異世界風にリメイクした猿蟹合戦は不思議に満ちた物語だった件

作者: HOT-T

久々に書きました。

夫が妻達に物語を聞かせる→妻達がうろ覚えのまま、もしくは無理にリメイクして子ども達に話す→子ども達のツッコミから変な方向へ、のパターンです。

 ある日のお昼ご飯後。

 あたし、レム・アンジェリーナは3歳になる可愛い我が子達にお話を聞かせてあげることにした。

 

 長女のケイト。

 次女のリリィ。

 三女のアリス。


 あたしが産んだのは長女のみだが他の2人だって可愛いレムの子達だ。


「それじゃあ今日は『猿蟹合戦』よ」


 我が家では異世界人である夫から聞き取りした童話などを子どもに聞かせてあげるという習慣がある。

 この猿蟹合戦はいつか聞かせてあげようと思っていた。

 レム家の家長として、ばっちり決めてあげましょう。


「むかしカニがパンを持って歩いていると……」


 本来聞いた話ではライスボールを持っていたけどやはりここはこの国の文化に合わせたアレンジが必要だと思ってパンにしてみたわ。
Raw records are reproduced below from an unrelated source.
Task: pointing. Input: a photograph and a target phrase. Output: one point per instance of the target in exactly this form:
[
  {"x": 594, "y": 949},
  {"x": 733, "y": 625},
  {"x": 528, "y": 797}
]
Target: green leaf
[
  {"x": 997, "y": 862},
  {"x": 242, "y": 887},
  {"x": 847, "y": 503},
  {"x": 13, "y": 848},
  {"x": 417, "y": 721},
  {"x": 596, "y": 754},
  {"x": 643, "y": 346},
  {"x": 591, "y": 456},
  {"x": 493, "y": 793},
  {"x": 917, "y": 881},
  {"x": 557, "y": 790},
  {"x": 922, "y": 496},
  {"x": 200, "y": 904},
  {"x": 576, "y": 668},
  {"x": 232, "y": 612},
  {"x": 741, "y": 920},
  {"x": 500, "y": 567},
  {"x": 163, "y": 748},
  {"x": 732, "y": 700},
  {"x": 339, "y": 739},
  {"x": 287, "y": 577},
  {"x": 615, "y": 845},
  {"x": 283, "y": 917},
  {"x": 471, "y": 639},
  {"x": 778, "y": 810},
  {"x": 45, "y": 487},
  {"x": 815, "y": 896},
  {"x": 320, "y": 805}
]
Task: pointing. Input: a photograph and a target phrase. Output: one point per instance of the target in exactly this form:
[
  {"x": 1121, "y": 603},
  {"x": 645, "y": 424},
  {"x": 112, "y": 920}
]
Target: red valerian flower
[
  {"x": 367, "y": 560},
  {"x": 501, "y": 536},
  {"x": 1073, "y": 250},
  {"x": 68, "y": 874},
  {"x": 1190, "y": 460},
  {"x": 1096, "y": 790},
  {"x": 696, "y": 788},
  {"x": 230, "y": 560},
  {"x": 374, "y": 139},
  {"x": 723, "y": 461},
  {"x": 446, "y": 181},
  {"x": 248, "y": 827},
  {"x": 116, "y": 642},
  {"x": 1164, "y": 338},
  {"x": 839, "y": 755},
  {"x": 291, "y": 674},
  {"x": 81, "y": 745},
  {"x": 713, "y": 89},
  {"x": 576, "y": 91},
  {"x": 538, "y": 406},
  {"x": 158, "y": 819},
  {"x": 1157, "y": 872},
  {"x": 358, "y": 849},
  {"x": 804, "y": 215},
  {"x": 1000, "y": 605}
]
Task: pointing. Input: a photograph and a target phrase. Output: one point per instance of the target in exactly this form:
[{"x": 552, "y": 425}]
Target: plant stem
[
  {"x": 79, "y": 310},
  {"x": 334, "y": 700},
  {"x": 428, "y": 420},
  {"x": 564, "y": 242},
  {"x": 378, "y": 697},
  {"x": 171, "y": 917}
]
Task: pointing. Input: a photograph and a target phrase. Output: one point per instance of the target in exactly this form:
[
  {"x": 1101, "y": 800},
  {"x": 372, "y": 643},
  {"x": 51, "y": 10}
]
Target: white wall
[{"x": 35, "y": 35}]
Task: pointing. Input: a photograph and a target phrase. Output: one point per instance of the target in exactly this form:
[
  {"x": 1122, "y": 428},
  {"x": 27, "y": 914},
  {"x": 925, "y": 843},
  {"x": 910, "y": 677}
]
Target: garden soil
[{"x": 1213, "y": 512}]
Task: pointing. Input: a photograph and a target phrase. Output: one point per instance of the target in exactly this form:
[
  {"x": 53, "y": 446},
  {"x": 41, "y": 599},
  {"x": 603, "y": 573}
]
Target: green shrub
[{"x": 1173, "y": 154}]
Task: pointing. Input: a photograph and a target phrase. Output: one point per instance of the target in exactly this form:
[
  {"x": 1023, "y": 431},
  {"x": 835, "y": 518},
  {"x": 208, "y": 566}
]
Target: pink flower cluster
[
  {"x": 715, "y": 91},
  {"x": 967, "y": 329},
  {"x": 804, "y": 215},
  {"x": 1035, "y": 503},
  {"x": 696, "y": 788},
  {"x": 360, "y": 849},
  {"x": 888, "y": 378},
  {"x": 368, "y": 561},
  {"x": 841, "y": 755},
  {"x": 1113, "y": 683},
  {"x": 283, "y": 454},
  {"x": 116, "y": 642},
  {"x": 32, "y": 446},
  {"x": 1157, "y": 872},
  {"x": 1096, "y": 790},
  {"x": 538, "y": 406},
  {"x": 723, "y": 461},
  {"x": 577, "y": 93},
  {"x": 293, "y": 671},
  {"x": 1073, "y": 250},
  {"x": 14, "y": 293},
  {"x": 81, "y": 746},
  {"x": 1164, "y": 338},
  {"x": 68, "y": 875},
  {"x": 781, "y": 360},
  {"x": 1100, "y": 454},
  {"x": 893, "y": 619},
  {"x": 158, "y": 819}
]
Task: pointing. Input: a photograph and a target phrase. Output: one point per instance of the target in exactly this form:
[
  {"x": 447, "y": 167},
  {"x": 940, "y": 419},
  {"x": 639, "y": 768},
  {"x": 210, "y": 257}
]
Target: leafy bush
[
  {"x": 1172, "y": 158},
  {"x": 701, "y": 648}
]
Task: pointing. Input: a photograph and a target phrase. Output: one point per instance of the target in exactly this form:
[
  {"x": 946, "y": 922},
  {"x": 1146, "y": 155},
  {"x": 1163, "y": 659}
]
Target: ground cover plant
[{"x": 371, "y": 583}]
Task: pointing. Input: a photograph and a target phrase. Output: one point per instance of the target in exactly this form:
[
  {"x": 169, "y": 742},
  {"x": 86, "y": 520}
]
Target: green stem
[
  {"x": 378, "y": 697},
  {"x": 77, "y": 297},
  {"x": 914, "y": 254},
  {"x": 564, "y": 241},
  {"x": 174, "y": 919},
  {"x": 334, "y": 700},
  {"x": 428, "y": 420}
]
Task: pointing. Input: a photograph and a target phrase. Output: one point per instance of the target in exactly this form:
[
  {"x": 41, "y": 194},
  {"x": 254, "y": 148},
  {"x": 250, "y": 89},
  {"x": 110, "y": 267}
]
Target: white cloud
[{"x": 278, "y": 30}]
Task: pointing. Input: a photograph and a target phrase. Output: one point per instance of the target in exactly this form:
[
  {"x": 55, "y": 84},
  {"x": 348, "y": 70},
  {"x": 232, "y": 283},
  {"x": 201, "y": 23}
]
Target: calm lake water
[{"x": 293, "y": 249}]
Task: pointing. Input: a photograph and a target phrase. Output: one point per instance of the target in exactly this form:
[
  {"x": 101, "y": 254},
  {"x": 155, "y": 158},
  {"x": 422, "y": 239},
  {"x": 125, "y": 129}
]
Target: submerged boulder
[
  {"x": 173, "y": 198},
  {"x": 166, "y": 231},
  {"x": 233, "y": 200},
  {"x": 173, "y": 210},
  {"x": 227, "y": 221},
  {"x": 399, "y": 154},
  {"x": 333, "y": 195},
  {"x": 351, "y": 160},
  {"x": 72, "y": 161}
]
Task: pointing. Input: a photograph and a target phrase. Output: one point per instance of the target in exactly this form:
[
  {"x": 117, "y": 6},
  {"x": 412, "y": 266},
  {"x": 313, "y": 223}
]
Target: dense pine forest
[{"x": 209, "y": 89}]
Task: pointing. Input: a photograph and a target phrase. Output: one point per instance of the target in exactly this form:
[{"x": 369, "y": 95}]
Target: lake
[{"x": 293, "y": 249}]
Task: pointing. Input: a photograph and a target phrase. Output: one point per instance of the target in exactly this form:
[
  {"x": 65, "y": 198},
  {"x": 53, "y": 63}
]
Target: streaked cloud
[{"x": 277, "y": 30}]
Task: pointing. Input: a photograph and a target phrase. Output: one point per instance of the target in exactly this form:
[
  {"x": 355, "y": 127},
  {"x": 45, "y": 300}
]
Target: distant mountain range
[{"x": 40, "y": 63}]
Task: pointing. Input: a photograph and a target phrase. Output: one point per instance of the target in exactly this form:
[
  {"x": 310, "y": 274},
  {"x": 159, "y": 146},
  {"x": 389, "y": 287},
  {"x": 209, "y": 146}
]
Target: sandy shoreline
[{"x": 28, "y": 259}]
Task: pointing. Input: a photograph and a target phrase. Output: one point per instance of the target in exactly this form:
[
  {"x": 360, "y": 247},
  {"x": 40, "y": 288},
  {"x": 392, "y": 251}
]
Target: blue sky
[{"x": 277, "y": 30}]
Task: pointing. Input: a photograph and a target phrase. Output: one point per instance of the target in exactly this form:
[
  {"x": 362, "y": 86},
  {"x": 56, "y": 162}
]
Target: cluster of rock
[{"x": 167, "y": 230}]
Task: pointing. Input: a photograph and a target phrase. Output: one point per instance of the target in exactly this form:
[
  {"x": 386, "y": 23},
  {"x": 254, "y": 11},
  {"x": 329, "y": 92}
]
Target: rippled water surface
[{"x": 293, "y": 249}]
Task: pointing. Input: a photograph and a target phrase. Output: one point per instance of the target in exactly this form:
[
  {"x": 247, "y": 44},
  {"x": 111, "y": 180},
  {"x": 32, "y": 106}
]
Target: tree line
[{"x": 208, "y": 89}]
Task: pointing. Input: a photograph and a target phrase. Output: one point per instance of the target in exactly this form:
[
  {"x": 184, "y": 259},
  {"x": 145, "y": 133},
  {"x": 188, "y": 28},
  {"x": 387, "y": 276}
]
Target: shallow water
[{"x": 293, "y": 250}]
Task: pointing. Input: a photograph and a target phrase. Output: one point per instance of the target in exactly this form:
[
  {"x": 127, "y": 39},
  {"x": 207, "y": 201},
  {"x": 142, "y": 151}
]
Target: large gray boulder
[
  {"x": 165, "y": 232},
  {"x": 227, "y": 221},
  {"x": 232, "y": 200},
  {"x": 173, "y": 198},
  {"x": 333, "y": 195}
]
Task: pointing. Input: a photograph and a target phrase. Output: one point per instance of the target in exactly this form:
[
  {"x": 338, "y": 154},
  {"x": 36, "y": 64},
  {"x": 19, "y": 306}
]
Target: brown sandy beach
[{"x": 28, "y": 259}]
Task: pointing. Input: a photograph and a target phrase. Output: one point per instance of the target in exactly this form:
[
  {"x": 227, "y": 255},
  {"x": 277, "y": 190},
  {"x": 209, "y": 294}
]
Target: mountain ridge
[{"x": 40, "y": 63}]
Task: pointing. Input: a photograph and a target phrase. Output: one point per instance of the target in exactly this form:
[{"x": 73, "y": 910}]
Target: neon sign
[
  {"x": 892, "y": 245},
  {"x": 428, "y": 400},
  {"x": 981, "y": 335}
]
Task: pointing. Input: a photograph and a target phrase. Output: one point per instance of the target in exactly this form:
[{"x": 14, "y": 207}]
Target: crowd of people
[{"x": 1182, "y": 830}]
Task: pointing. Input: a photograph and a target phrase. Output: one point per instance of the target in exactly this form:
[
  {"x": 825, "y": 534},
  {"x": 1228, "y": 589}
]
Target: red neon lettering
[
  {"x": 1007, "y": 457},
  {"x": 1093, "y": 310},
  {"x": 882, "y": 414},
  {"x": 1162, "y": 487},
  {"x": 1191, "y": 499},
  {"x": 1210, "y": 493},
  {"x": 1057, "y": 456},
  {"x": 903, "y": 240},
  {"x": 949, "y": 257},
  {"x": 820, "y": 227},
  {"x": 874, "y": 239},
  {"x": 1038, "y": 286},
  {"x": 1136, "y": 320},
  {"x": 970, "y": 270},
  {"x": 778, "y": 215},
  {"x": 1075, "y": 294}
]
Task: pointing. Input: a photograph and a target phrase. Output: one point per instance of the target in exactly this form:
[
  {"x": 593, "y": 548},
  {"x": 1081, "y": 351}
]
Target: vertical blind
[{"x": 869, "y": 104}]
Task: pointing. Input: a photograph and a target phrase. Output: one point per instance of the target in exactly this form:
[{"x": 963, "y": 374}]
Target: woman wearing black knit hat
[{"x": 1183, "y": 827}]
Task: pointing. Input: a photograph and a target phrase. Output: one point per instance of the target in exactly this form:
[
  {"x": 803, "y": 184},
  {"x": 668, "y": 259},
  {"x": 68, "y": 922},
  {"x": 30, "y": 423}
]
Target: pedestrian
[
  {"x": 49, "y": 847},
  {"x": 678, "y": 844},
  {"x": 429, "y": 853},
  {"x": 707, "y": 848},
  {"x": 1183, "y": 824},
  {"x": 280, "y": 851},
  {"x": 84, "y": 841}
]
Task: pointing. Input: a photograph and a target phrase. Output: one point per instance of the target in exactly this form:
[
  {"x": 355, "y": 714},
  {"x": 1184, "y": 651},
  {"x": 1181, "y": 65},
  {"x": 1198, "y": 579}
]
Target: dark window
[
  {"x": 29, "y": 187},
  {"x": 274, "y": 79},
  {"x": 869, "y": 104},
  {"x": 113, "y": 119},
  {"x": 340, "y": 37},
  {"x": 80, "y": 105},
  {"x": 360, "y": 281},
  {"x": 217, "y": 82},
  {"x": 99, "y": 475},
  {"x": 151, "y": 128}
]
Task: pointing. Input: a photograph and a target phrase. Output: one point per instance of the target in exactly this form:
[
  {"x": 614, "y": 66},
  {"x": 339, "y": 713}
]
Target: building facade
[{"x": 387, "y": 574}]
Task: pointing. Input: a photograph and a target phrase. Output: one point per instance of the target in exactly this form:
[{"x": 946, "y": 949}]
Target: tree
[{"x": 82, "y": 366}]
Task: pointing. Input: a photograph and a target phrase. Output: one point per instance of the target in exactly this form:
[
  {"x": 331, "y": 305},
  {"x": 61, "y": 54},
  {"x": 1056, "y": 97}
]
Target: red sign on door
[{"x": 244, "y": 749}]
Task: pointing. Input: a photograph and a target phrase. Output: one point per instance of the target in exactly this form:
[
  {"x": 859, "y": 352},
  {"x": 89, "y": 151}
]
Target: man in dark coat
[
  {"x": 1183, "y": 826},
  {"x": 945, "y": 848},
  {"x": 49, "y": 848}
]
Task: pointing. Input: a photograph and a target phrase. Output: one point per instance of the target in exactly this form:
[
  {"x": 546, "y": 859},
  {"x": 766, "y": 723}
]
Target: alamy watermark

「ちょっと待って!カニがパンを食べるの!?それってモンス……」


「あのねケイト。モンスターじゃありません!何でもモンスターのせいにしない!!」


 長女は不思議な事があるととりあえずモンスターの仕業にしてしまう癖がある。

 まあ、確かにパンを食べるカニってどうかと思うけど


「ケイト、そういうものだって割り切るのよ」


「う、うん……」


 次女に諭され少しむくれる。

 やだこの子ったらかわいい。


「ねぇねぇ、どんなパンかな。美味しいのかな?リリィ姉どう思う?」


 三女のアリスはのほほんとしておりパンの種類を気にしている。


「そうね。私が思うにスコーンじゃないかしら。干しブドウ入りの」


「ぶどうだぁ~」


 何この微笑ましい光景。


「パンを持って歩いているとずる賢いサルがやってきて拾った果物の種と交換しようと言ってきました。カニは最初は嫌がったが、『パンは食べてしまえばそれっきりだが、果物の種を植えれば成長して果物がたくさんなりずっと得する』と猿が言ったので、カニはパンと果物の種を交換しました」


「ちょ、ちょっと待って。蟹は頭が悪いの!?」


 次女が眉をひそめながら聞いてきた。

 うん。あたしも最初い聞いた時思った。

 ただ、カニが賢過ぎてもお話は進まない。


「リリィ、そういうものだって割り切れってあんたさっき自分で言ってたじゃない」


「でもケイト……果物が出来るまでどれくらいかかると思ってるの?」


「それはそうだけど……」


「くだものだぁ!」


 何かアリスひとり精神年齢が低めなに見えるのが気になる。

 この子達は同じ日に生まれており実質三つ子の様なものなんだけど……

 いや、上の2人がちょっとおませちゃんなだけなのかもしれない。

 

 そして話は進んでいき中々大きくならないのでカニが脅しをかけるシーンに突入する。


「早く出ないとこのハサミでちょん切るぞ!芽はあっという間に大きな木に成長しました」


「モンスターだわ!!トレントよ!!!」


 ケイトが叫ぶ。


「待って。このカニにも注目しましょう!カニが『成長魔法』をかけたかもしれない」


「それじゃあやっぱりカニはモンスターじゃないの!!」


 本当におとぎ話って不思議なことだらけだと思う。

 ただ、この歳からそれを気にしてたら親としては先が思いやられるのだけど……


「わーい、木がおっきくなったぁ」


 手を叩いて喜ぶアリスを見ていると何だかホッとする。

 更に話は進み、物語はひとつの山場を迎える。

 ずるがしこしサルがカニに果物を投げつけるシーンだ。

 しかし、ここである重大な欠点に気づく。

 

 夫から聞いた話では『カキ』という異世界産の果物なのだがこの世界にそれはない。

 そこで敢えて果物としておりあまり深く考えず『ブドウ』に設定していた。


 だけどよくよく考えればブドウを投げつけられても大怪我は負わない。

 どうしよう。すでに『ブドウ』と言ってしまった。

 サルには『へっへっへ、柔らかくて美味しいぜ』とか言わせてしまった。


 こ、こうなったら……


「腹を立てたサルは火炎弾を投げつけました!」


 サルに魔法を使わせてみた。


「ちょっと待って!やっぱりモンスターよ!?ねぇ、リリィ!」


「ええケイト。間違いないわ。攻撃魔法が使えるだなんてただものじゃない!!」


「かにさんかわいそう……」


 泣きそうになっている三女を長女が励ます。


「大丈夫よアリス。恐らく猿がこれだけ強いなら蟹も泡障壁とか使えるはずよ」


「問題は猿の魔力がどれだけ高いかね。水系の障壁だから炎属性には有効だけど」


 なるほど。確かにいち魔法使いとしてその辺は考察の予知があるわね。

 何せ種から急成長させて気にしてしまう様なカニだ。

 やはりある程度の実力者である事は想像に難くない。


「よし!みんな。カニさんを応援しましょう。サルの魔法になんか負けないわよ!!」


「「「おーっ!!」」」


 この後、あたしは娘達とサルとカニがどの様なバトルを展開するか話し合った。

 結果としては激闘の末、カニが片腕をもがれながらもサルに接近戦を挑み強力な一撃を叩き込んで勝利。


「「「やったー!!!」」」


 喜ぶ子ども達。

 その様子を見ていた夫がぼそり。